Ketiga partai politik harus berubah menjadi gerakan rakyat untuk perubahan. Lokomotif dari perjuangan untuk masa depan yang lebih baik. Partai Nasdem mewakili semangat kemenangan mengalahkan “orde lama”, PKS “kekuatan Islam” yang dalam proses politik bangsa tidak bisa diabaikan, serta Partai Demokrat yang didirikan oleh “figur TNI” dan pernah sukses menjadi pemenang Pemilu.
Berjuang bersama rakyat bukan hanya sloganistik. Mulai dibuktikan bahwa partai politik itu milik rakyat. Rakyat tertindas yang memberontak melawan kemapanan yang menindas. Ketiga partai harus memimpin “pemberontakan” rakyat untuk membebaskan diri dari penjajahan politik. Penjajahan oligarki yang menginjak-injak demokrasi.
Hayo saatnya Nasdem, PKS dan Demokrat untuk berstrategi “out of the box”. Rezim tengah mencoba untuk memporakporandakan Nasdem, menstigmatisasi buruk PKS dan mengkudeta Demokrat. Bentuk perlawanan atas kejahatan politik itu adalah “pemberontakan” bersama rakyat. Pemilu yang menjadi habitat partai politik tidak perlu dikhawatirkan. Ketika rakyat sudah bersama, maka wakil-wakil rakyat akan sukses duduk dan dipercaya.
Saatnya rakyat merasakan bahwa partai politik adalah bagian darinya setelah lama hanya diperalat oleh kepentingannya. Melalui ritual lima tahunan.

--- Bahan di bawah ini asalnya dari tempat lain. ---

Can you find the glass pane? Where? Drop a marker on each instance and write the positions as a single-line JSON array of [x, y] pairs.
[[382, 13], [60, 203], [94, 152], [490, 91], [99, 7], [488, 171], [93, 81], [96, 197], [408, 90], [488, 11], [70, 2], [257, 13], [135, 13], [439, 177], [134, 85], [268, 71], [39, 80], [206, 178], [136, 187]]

Nasdem, PKS dan Demokrat berkesempatan untuk memulai. Momennya adalah “berontak” untuk perubahan.
Kekuatan rakyat dalam makna konstruktif dan konstitusional bisa dibangun dalam kebersamaan rakyat dengan partai politik.
Gelombang baru untuk Indonesia merdeka dan berwibawa.
Nasdem, PKS dan Demokrat harus mampu untuk itu.